Remember, media market is made up of much more than men

Recently, a radio station in the United Kingdom decided to change its name to Radio X, a radio station with a ''male focus''.

The station will have all male hosts and will largely play ''guitar music''. Thankfully, people don't seem to be on board with this little bit of rebranding.

Obviously, men are not the only people who enjoy listening to music with guitars, and music with guitars is not made only by men. And most people seem to feel uncomfortable with the idea of women being deliberately excluded from something in such a shameless manner.

The sad reality, though, is that this station is only putting into words what other radio stations and other media platforms are too slimy to put into words.

When you're a woman, almost every piece of mainstream media looks like this radio station, because you are always underrepresented, or are forgotten about entirely, or, if you're really lucky then you are mocked and ridiculed on a daily basis with a combination of casual sexism, racism and transphobia.

It seems hard for people to understand men are not the only people who consume media, mainstream or otherwise. In fact, most people who listen to commercial radio stations are in fact women from across a range of ages.

To deliberately market your station to men is to cut out a whole lot of revenue, and it makes you look like a total dick. Even on stations that don't claim to be gender exclusive, women only get a tiny slice of the pie.

But even that slice is too much for some men to bear and so the pie gets expanded but the slice we have remains the same size, so men get more and we still get stuck with the same tiny crust.

New Zealand has more radio stations than I can be bothered to count, but even our national radio station seemed perfectly happy to cut out the only woman on drive time radio in favour of John Campbell.

It's not a question of whether or not John Campbell deserves a job in the mainstream media, but rather a question of how much or little we value women having any voice in the mainstream media.

Even Dunedin, a city that is full of people of all genders contributing to their political and creative community, the student radio station is overrun by men in positions of power while paid members of staff who are women are nowhere to be found.

It is exhausting to explain to people that even if you don't mean to cut people out, you don't mean to discriminate and you really only hire people based on merit, if your project isn't diverse, then it's just not representative.

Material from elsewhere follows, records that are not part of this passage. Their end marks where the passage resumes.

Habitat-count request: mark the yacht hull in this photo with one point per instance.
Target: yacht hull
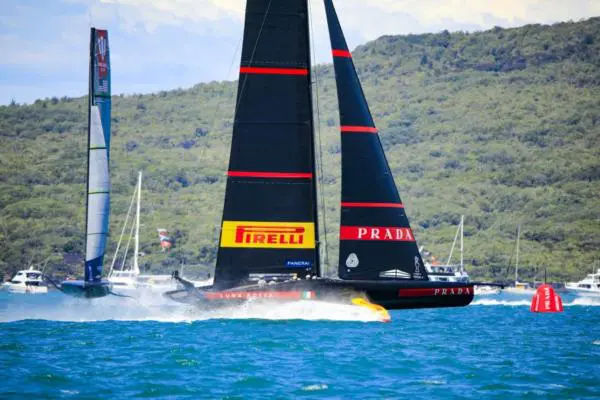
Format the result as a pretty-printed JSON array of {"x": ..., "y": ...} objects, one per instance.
[
  {"x": 88, "y": 290},
  {"x": 393, "y": 295}
]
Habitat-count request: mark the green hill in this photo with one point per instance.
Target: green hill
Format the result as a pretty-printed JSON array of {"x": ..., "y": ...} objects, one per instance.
[{"x": 502, "y": 126}]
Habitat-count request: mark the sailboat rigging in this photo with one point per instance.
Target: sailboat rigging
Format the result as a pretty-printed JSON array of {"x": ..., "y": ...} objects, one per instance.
[
  {"x": 269, "y": 244},
  {"x": 98, "y": 174}
]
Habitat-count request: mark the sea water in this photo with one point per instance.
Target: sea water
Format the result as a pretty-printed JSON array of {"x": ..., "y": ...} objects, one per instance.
[{"x": 53, "y": 346}]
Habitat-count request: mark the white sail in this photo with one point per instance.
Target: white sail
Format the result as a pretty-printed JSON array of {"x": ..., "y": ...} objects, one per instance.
[{"x": 98, "y": 209}]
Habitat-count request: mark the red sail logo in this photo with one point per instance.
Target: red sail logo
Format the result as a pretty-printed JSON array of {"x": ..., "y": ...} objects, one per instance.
[
  {"x": 385, "y": 233},
  {"x": 102, "y": 50}
]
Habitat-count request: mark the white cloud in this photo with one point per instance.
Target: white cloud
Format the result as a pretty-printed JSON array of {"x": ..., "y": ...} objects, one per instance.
[{"x": 371, "y": 18}]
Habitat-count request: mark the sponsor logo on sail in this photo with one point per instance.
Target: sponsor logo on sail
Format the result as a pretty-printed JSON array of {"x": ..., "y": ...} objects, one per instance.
[
  {"x": 102, "y": 50},
  {"x": 352, "y": 261},
  {"x": 298, "y": 264},
  {"x": 274, "y": 235},
  {"x": 394, "y": 273},
  {"x": 417, "y": 274},
  {"x": 386, "y": 233}
]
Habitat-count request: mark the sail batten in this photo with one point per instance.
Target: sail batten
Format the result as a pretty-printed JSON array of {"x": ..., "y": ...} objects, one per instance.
[
  {"x": 98, "y": 178},
  {"x": 269, "y": 217},
  {"x": 376, "y": 240}
]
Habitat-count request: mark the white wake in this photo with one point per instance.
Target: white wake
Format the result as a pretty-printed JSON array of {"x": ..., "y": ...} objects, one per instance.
[{"x": 62, "y": 308}]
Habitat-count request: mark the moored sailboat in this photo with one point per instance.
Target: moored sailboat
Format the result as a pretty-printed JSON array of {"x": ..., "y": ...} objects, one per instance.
[
  {"x": 98, "y": 177},
  {"x": 269, "y": 245}
]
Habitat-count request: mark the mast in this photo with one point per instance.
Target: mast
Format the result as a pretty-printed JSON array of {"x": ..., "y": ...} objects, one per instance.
[
  {"x": 376, "y": 240},
  {"x": 517, "y": 256},
  {"x": 136, "y": 267},
  {"x": 98, "y": 174}
]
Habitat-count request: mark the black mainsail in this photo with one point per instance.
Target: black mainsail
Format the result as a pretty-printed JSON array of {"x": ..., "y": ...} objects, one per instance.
[
  {"x": 376, "y": 241},
  {"x": 269, "y": 226},
  {"x": 269, "y": 219}
]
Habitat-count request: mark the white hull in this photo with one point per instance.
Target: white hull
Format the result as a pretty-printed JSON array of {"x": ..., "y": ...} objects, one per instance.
[
  {"x": 485, "y": 290},
  {"x": 589, "y": 286},
  {"x": 25, "y": 288},
  {"x": 27, "y": 281}
]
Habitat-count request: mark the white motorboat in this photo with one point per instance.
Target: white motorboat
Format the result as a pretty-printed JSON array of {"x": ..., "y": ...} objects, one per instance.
[
  {"x": 588, "y": 286},
  {"x": 27, "y": 281}
]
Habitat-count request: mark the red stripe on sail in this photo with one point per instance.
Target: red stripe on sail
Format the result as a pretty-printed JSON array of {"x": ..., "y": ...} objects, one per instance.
[
  {"x": 376, "y": 233},
  {"x": 367, "y": 129},
  {"x": 273, "y": 71},
  {"x": 430, "y": 292},
  {"x": 372, "y": 205},
  {"x": 341, "y": 53},
  {"x": 253, "y": 174}
]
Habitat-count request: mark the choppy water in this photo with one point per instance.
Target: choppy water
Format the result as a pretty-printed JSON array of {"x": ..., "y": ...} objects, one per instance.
[{"x": 52, "y": 346}]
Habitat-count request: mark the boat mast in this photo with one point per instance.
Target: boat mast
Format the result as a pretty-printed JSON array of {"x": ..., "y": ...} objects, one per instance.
[
  {"x": 517, "y": 257},
  {"x": 311, "y": 121},
  {"x": 462, "y": 234},
  {"x": 136, "y": 267},
  {"x": 91, "y": 102}
]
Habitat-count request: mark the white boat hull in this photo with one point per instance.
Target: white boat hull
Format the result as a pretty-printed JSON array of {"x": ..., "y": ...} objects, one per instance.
[{"x": 26, "y": 289}]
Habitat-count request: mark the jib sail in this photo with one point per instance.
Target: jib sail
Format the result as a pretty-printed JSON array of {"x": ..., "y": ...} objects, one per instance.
[{"x": 376, "y": 241}]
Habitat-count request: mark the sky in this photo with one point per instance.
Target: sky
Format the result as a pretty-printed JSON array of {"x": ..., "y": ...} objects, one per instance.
[{"x": 168, "y": 44}]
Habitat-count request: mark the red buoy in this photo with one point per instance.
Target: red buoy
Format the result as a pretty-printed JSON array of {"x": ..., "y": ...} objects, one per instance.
[{"x": 546, "y": 300}]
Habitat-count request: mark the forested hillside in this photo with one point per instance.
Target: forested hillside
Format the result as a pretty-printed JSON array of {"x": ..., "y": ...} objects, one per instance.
[{"x": 502, "y": 126}]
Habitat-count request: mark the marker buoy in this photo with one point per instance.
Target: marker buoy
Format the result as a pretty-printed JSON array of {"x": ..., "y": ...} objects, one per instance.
[{"x": 546, "y": 300}]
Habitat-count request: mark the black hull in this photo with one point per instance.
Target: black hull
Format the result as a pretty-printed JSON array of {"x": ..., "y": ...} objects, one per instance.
[
  {"x": 392, "y": 295},
  {"x": 87, "y": 290}
]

It's easy to forget, especially when we are so used to listening to and watching media that represents only one group of people. Most things we consume just pretend they aren't exclusive and we buy it without question.

While I appreciate seeing men consider that this particular radio station isn't OK and needs to change, I'd really love to see them applying the same logic to other media that they unquestioningly consume.

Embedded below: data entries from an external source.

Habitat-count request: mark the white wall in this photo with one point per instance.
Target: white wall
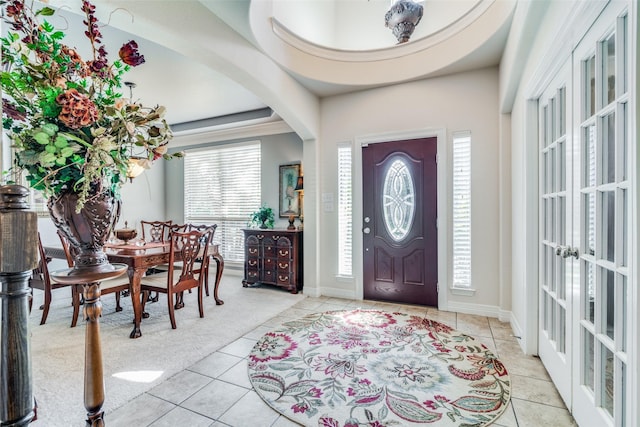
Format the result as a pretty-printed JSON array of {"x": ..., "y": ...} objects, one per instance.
[{"x": 466, "y": 101}]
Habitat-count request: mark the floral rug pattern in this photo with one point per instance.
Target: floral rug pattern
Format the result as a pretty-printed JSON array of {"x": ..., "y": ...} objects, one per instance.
[{"x": 373, "y": 368}]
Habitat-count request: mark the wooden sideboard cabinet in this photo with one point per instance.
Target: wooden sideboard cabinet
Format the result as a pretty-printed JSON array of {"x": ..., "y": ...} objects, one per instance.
[{"x": 273, "y": 257}]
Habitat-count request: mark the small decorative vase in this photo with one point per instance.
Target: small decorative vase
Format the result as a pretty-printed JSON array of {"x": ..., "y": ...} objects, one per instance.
[
  {"x": 402, "y": 19},
  {"x": 88, "y": 229}
]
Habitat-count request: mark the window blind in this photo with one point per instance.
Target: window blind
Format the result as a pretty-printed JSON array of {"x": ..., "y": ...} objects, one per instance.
[
  {"x": 462, "y": 210},
  {"x": 345, "y": 226},
  {"x": 222, "y": 186}
]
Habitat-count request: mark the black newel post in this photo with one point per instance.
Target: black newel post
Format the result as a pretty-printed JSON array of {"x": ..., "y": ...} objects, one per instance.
[{"x": 18, "y": 256}]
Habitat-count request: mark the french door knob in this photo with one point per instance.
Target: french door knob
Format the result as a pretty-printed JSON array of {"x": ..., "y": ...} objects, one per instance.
[{"x": 569, "y": 251}]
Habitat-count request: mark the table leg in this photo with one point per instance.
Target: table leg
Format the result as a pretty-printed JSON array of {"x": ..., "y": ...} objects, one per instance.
[
  {"x": 219, "y": 268},
  {"x": 135, "y": 276},
  {"x": 93, "y": 375}
]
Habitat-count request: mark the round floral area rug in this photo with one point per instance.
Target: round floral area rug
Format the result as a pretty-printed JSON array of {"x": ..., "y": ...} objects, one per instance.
[{"x": 373, "y": 368}]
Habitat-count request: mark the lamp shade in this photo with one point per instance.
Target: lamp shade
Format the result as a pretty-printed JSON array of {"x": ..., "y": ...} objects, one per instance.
[{"x": 135, "y": 167}]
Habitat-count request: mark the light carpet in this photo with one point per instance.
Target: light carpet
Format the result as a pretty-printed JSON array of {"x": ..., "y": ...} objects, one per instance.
[
  {"x": 133, "y": 366},
  {"x": 369, "y": 367}
]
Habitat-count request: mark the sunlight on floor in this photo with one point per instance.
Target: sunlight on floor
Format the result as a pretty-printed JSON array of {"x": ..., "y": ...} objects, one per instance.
[{"x": 139, "y": 376}]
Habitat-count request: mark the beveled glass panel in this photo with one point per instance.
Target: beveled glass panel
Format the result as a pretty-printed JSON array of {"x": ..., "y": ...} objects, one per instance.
[
  {"x": 608, "y": 305},
  {"x": 606, "y": 379},
  {"x": 398, "y": 200},
  {"x": 589, "y": 89},
  {"x": 589, "y": 164},
  {"x": 589, "y": 291},
  {"x": 609, "y": 149},
  {"x": 607, "y": 224},
  {"x": 587, "y": 359}
]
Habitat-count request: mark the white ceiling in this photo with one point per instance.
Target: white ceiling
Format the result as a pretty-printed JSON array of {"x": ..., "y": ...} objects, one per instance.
[{"x": 192, "y": 91}]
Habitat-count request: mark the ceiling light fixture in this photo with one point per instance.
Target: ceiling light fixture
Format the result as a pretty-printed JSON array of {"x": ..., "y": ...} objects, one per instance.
[
  {"x": 402, "y": 19},
  {"x": 137, "y": 161}
]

When I explain that I don't feel like watching a movie because it doesn't have any decent women characters, that should provoke the same response as a radio station that deliberately only markets to men.

I don't know how many times one person can insist that men is not the neutral or the default market. No one should have to explain to anyone that men already have enough, even if we don't always explicitly say it.

Millie Lovelock is a Dunedin student.